Un ciudadano chileno de 23 años que era buscado por la Justicia de su país por un homicidio agravado fue detenido durante un operativo realizado en el barrio de Constitución. Sobre el sospechoso pesaba una Alerta Roja de Interpol, equivalente a una orden de captura internacional, por un crimen cometido en el país trasandino.
La detención se produjo el pasado jueves, cerca de la medianoche, cuando efectivos de Despliegue de Intervenciones Rápidas (DIR) de la Policía de la Ciudad realizaban tareas de prevención en el marco del operativo Saturación Barrio de Constitución.
Mientras patrullaban por la esquina de la avenida Juan de Garay y San José, los policías observaron un Volkswagen Gol Trend blanco cuyos ocupantes adoptaron una actitud evasiva al advertir la presencia de los uniformados.
Ante esa situación, los efectivos decidieron identificar a los ocupantes del vehículo. Sin embargo, el conductor intentó continuar la marcha y, una vez interceptado, cuatro de los pasajeros descendieron rápidamente e intentaron escapar corriendo.
Según informaron fuentes policiales, durante la fuga los sospechosos arrojaron distintos teléfonos celulares al suelo con la aparente intención de descartarlos. Sin embargo, fueron alcanzados y reducidos por los agentes a pocos metros del lugar.
En total fueron detenidas cinco personas: cuatro ciudadanos chilenos de 23, 26, 19 y 28 años y un ciudadano peruano de 25 años que conducía el automóvil.
Durante la requisa del vehículo, los efectivos hallaron nueve teléfonos celulares de alta gama guardados en el baúl, además de dinero en efectivo y otros elementos de interés para la investigación.
Todos los objetos fueron secuestrados junto con el automóvil mientras se realizaban las actuaciones correspondientes.
La sorpresa para los investigadores llegó horas después, cuando comenzaron las tareas de identificación de los detenidos.
De acuerdo con las fuentes policiales, el ciudadano chileno de 23 años proporcionó inicialmente una identidad falsa para intentar evitar ser reconocido. Sin embargo, las verificaciones posteriores permitieron establecer sus verdaderos datos personales.
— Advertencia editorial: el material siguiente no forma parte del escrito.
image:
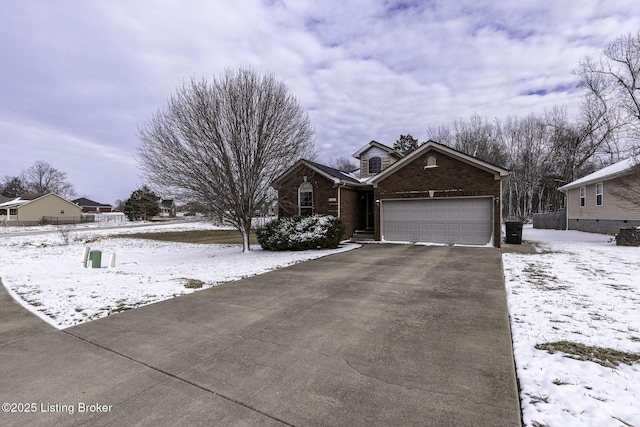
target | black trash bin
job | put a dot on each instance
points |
(513, 231)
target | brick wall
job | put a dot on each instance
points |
(350, 210)
(325, 197)
(451, 178)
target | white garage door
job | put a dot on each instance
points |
(451, 220)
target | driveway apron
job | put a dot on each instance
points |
(383, 335)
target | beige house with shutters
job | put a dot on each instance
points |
(40, 209)
(596, 202)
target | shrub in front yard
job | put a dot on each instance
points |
(301, 232)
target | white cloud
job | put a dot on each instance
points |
(365, 70)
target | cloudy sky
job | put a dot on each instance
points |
(79, 77)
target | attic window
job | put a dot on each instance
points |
(375, 165)
(431, 162)
(305, 199)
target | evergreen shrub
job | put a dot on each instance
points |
(300, 233)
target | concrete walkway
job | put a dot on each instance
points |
(383, 335)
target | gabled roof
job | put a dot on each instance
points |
(328, 172)
(389, 150)
(23, 200)
(604, 174)
(83, 201)
(499, 172)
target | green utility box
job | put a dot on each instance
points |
(96, 259)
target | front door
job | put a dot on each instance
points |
(368, 211)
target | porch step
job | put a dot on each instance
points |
(362, 235)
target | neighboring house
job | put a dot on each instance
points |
(433, 194)
(39, 209)
(167, 208)
(594, 203)
(89, 206)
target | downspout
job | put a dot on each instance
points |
(339, 198)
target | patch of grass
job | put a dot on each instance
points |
(207, 237)
(193, 284)
(538, 399)
(606, 357)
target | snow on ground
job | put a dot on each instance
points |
(579, 287)
(582, 288)
(48, 276)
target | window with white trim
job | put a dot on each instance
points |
(375, 165)
(305, 199)
(599, 194)
(431, 162)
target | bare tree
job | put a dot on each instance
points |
(44, 178)
(222, 143)
(12, 186)
(612, 83)
(406, 143)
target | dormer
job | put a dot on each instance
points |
(375, 157)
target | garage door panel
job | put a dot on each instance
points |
(467, 221)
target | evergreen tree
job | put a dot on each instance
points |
(142, 205)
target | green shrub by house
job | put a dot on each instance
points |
(300, 233)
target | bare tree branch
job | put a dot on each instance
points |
(223, 143)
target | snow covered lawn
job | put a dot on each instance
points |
(579, 289)
(48, 276)
(582, 289)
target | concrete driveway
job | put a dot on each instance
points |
(387, 335)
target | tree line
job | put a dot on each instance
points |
(40, 178)
(544, 152)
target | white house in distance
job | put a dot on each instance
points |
(594, 203)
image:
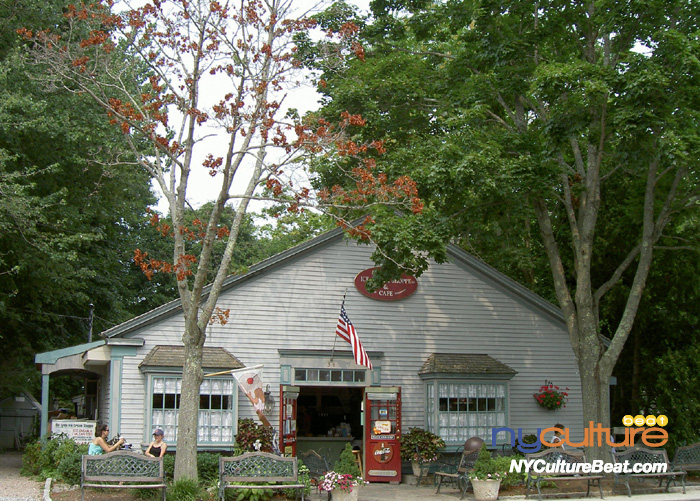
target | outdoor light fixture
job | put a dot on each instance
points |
(269, 401)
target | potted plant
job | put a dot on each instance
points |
(420, 447)
(486, 476)
(552, 397)
(343, 487)
(345, 479)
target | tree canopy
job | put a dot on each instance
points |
(563, 133)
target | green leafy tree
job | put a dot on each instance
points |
(69, 215)
(563, 133)
(176, 51)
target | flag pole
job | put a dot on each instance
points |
(335, 338)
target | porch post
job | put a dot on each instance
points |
(44, 404)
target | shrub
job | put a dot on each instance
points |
(32, 459)
(185, 489)
(304, 478)
(69, 468)
(169, 466)
(346, 463)
(488, 468)
(502, 463)
(420, 445)
(208, 467)
(45, 458)
(249, 432)
(251, 495)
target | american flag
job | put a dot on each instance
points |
(347, 331)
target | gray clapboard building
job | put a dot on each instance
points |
(468, 349)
Una vez confirmada su identidad, se dio intervención a la División Interpol, que informó que el sospechoso registraba una Alerta Roja vigente emitida por las autoridades chilenas.
El requerimiento internacional está vinculado a una causa por “homicidio calificado por premeditación y alevosía”, uno de los delitos más graves contemplados por la legislación del país trasandino.
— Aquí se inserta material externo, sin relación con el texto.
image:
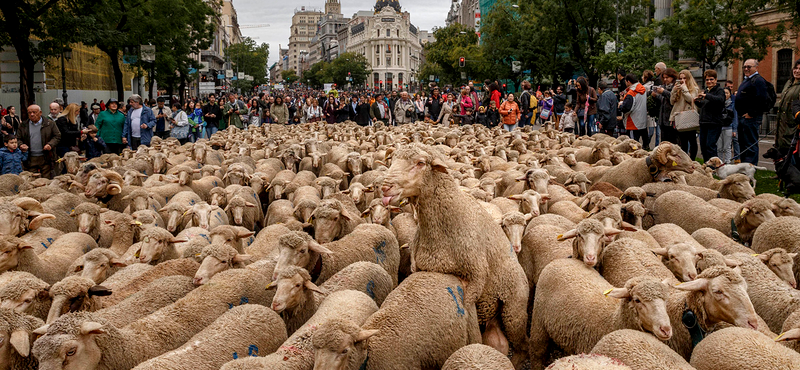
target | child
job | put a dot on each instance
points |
(93, 145)
(568, 119)
(10, 158)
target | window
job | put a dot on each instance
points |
(784, 69)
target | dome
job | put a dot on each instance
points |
(380, 4)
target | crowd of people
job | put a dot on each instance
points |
(660, 105)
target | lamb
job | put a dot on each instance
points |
(477, 357)
(247, 330)
(640, 351)
(50, 266)
(298, 351)
(742, 349)
(124, 348)
(566, 287)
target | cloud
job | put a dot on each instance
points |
(278, 14)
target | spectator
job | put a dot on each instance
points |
(509, 110)
(751, 102)
(138, 128)
(711, 102)
(41, 136)
(10, 158)
(606, 109)
(634, 109)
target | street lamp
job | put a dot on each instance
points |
(66, 53)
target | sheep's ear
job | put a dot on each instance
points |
(313, 287)
(788, 335)
(21, 341)
(90, 327)
(618, 293)
(365, 334)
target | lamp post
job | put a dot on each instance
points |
(66, 54)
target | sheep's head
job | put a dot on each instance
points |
(73, 293)
(412, 166)
(291, 287)
(329, 219)
(155, 243)
(590, 236)
(648, 297)
(15, 332)
(681, 259)
(337, 344)
(217, 258)
(297, 249)
(96, 264)
(781, 263)
(737, 187)
(723, 297)
(513, 224)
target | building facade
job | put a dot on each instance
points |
(391, 44)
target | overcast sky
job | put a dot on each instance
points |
(425, 14)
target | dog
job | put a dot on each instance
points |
(723, 170)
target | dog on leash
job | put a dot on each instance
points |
(723, 170)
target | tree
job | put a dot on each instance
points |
(289, 75)
(716, 32)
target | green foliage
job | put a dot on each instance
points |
(717, 32)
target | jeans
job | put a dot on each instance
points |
(709, 135)
(724, 145)
(748, 138)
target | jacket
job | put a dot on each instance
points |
(510, 117)
(50, 136)
(711, 107)
(752, 96)
(109, 126)
(12, 162)
(148, 118)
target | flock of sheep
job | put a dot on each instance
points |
(340, 247)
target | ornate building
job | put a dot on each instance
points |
(391, 44)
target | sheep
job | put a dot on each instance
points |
(247, 330)
(477, 357)
(566, 287)
(692, 213)
(742, 349)
(640, 351)
(124, 348)
(298, 352)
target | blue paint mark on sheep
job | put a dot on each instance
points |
(459, 310)
(380, 253)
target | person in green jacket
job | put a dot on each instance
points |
(109, 124)
(234, 108)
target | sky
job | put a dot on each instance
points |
(278, 14)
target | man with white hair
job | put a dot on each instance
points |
(138, 128)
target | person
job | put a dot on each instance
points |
(662, 95)
(211, 115)
(139, 123)
(10, 158)
(682, 99)
(91, 144)
(711, 102)
(509, 110)
(606, 109)
(41, 136)
(279, 111)
(726, 137)
(404, 109)
(786, 128)
(569, 118)
(751, 101)
(67, 123)
(10, 122)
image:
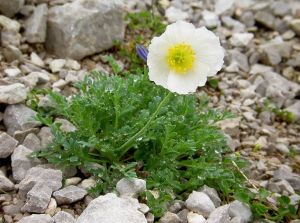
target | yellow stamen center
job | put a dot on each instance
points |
(181, 58)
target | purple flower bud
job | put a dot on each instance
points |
(142, 52)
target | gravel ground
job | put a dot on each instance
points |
(260, 79)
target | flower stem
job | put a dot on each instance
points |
(128, 144)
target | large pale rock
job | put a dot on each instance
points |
(5, 183)
(109, 208)
(84, 27)
(195, 218)
(213, 195)
(220, 214)
(36, 25)
(63, 217)
(38, 199)
(131, 187)
(295, 25)
(200, 203)
(7, 145)
(21, 163)
(276, 88)
(170, 218)
(46, 137)
(32, 142)
(69, 194)
(13, 94)
(11, 7)
(37, 218)
(50, 177)
(19, 117)
(295, 110)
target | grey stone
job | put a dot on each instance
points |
(281, 8)
(21, 163)
(271, 56)
(5, 184)
(295, 110)
(200, 203)
(38, 199)
(19, 117)
(282, 148)
(266, 19)
(220, 214)
(236, 220)
(13, 209)
(231, 126)
(248, 19)
(37, 218)
(21, 134)
(84, 27)
(11, 7)
(12, 53)
(276, 88)
(285, 173)
(223, 7)
(9, 24)
(13, 93)
(176, 206)
(170, 217)
(275, 50)
(213, 195)
(295, 25)
(233, 24)
(195, 218)
(46, 137)
(265, 117)
(281, 186)
(10, 37)
(150, 217)
(238, 209)
(36, 25)
(110, 208)
(240, 59)
(50, 177)
(183, 215)
(57, 65)
(63, 217)
(131, 187)
(7, 145)
(211, 19)
(69, 194)
(241, 39)
(32, 142)
(174, 14)
(12, 72)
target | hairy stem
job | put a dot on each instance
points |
(128, 144)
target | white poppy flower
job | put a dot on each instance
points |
(183, 57)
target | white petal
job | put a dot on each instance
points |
(187, 83)
(156, 61)
(158, 72)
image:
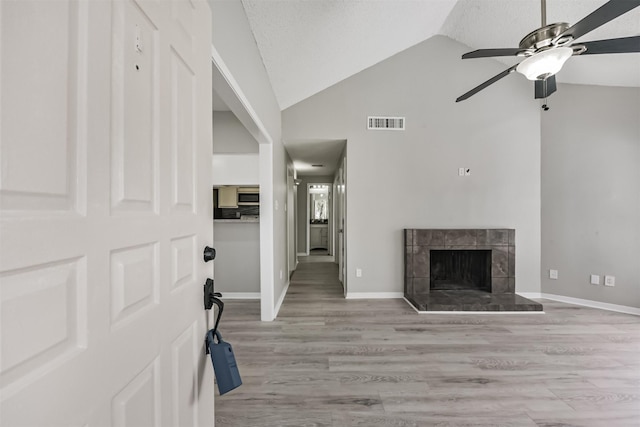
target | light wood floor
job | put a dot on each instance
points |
(327, 361)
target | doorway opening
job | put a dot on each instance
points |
(319, 220)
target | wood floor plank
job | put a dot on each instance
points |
(328, 361)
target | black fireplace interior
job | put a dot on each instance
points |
(460, 269)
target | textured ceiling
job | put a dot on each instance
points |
(309, 45)
(503, 23)
(218, 103)
(315, 152)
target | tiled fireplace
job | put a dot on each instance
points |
(462, 270)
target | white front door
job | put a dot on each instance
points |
(105, 204)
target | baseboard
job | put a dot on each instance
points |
(530, 295)
(240, 295)
(587, 303)
(281, 300)
(374, 295)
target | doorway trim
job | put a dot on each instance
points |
(329, 220)
(232, 94)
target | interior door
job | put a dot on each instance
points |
(105, 202)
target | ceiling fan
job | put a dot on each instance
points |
(546, 49)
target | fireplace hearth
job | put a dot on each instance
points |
(462, 270)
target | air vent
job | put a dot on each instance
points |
(385, 123)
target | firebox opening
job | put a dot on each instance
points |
(460, 269)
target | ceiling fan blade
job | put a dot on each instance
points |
(607, 12)
(621, 45)
(487, 53)
(487, 83)
(546, 87)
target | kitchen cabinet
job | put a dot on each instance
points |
(228, 197)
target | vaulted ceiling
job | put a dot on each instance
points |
(309, 45)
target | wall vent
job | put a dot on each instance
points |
(385, 123)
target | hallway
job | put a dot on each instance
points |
(329, 361)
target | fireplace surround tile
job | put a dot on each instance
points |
(460, 238)
(512, 261)
(428, 237)
(499, 262)
(499, 285)
(498, 237)
(501, 242)
(421, 285)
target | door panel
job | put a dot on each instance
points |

Además, los investigadores determinaron que el detenido había ingresado al territorio argentino en al menos cuatro oportunidades. El último registro migratorio data del 12 de julio de 2025, cuando cruzó al país por el paso internacional Cristo Redentor.
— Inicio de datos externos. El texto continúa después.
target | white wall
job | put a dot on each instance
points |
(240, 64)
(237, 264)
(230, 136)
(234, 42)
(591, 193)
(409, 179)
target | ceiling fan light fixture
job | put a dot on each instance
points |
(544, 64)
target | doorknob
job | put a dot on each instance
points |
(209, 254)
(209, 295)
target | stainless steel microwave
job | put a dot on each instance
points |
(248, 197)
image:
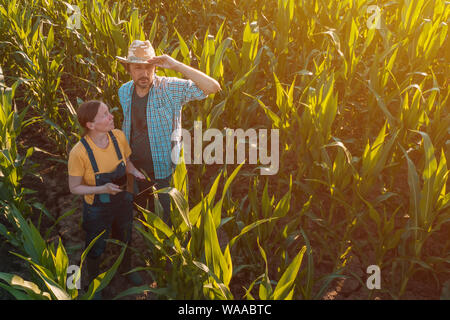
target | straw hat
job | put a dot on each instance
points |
(138, 52)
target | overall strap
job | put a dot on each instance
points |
(116, 145)
(90, 154)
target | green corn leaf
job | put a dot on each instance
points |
(284, 288)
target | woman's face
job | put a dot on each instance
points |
(103, 121)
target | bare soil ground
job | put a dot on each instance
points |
(53, 192)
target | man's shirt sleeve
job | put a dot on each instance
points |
(182, 91)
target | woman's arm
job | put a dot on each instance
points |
(131, 169)
(76, 187)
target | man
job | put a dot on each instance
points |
(152, 111)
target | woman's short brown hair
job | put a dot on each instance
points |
(86, 113)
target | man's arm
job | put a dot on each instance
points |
(204, 82)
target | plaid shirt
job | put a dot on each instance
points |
(165, 100)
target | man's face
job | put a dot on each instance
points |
(142, 74)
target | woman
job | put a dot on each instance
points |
(98, 168)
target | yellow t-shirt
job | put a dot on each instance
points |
(107, 161)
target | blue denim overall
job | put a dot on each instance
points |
(112, 213)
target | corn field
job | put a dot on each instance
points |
(358, 89)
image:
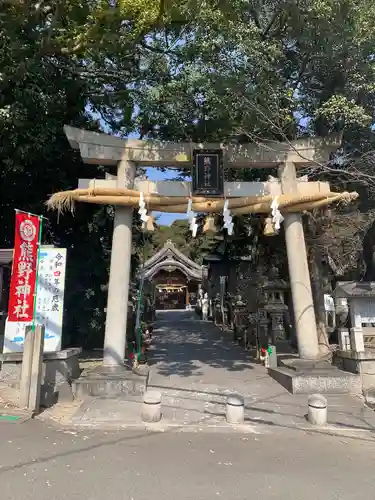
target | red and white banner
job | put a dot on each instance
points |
(24, 270)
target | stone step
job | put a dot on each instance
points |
(330, 381)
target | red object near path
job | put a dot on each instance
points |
(24, 269)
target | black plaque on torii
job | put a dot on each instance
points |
(208, 172)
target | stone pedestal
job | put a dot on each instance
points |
(110, 382)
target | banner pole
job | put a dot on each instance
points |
(30, 213)
(37, 270)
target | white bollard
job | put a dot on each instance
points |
(235, 413)
(151, 408)
(317, 409)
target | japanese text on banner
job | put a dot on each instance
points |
(24, 270)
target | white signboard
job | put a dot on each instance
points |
(329, 303)
(49, 303)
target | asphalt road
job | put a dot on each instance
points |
(43, 463)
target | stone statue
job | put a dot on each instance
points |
(205, 307)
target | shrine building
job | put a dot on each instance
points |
(176, 278)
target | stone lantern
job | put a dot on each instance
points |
(271, 300)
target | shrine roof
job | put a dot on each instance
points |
(169, 258)
(354, 289)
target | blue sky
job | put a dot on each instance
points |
(156, 175)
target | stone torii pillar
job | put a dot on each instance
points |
(299, 274)
(119, 274)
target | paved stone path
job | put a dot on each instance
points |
(196, 366)
(37, 462)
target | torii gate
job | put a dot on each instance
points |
(126, 154)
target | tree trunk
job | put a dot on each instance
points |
(318, 290)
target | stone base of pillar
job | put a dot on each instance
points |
(356, 340)
(110, 382)
(301, 376)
La causa por el robo de los celulares quedó en manos del Juzgado Federal N° 3. La Justicia dispuso la detención de los cinco involucrados, el secuestro de los nueve teléfonos celulares, el dinero hallado durante el procedimiento y el Volkswagen Gol Trend utilizado por el grupo.
El caso “Nemo”
Hace unas semanas se había dado un hecho similar cuando la Policía de la Ciudad detuvo a Demis Isac Martínez Palma, alias “Nemo”, de 19 años, acusado de haber asesinado a balazos a un adolescente de 17 años tras un robo ocurrido en diciembre pasado en la comuna de Cerro Navia, en Santiago de Chile.
Durante semanas estuvo detenido en una alcaidía porteña bajo una identidad falsa. Para la Justicia argentina era un joven trasandino llamado Lisandro Keneth Sagredo Tauler. Pero detrás de ese nombre se escondía uno de los prófugos más buscados por la Policía de Investigaciones de Chile.
Su verdadera identidad fue descubierta días después gracias a un trabajo conjunto entre las autoridades chilenas y distintas áreas de la Policía de la Ciudad.
Según el expediente al que tuvo acceso LA NACION, el 21 de mayo pasado, poco después de las 22.15, en la intersección de la avenida Coronel Roca y la avenida General Paz, el personal de la División Anillo Digital de la Policía de la Ciudad observó un Peugeot 208 blanco que realizaba maniobras imprudentes.
Los agentes detuvieron el auto y pidieron la documentación correspondiente. Al volante se encontraba un joven que se identificó como Lisandro Keneth Sagredo Tauler, de nacionalidad chilena. Sin embargo, se trataba del asesino.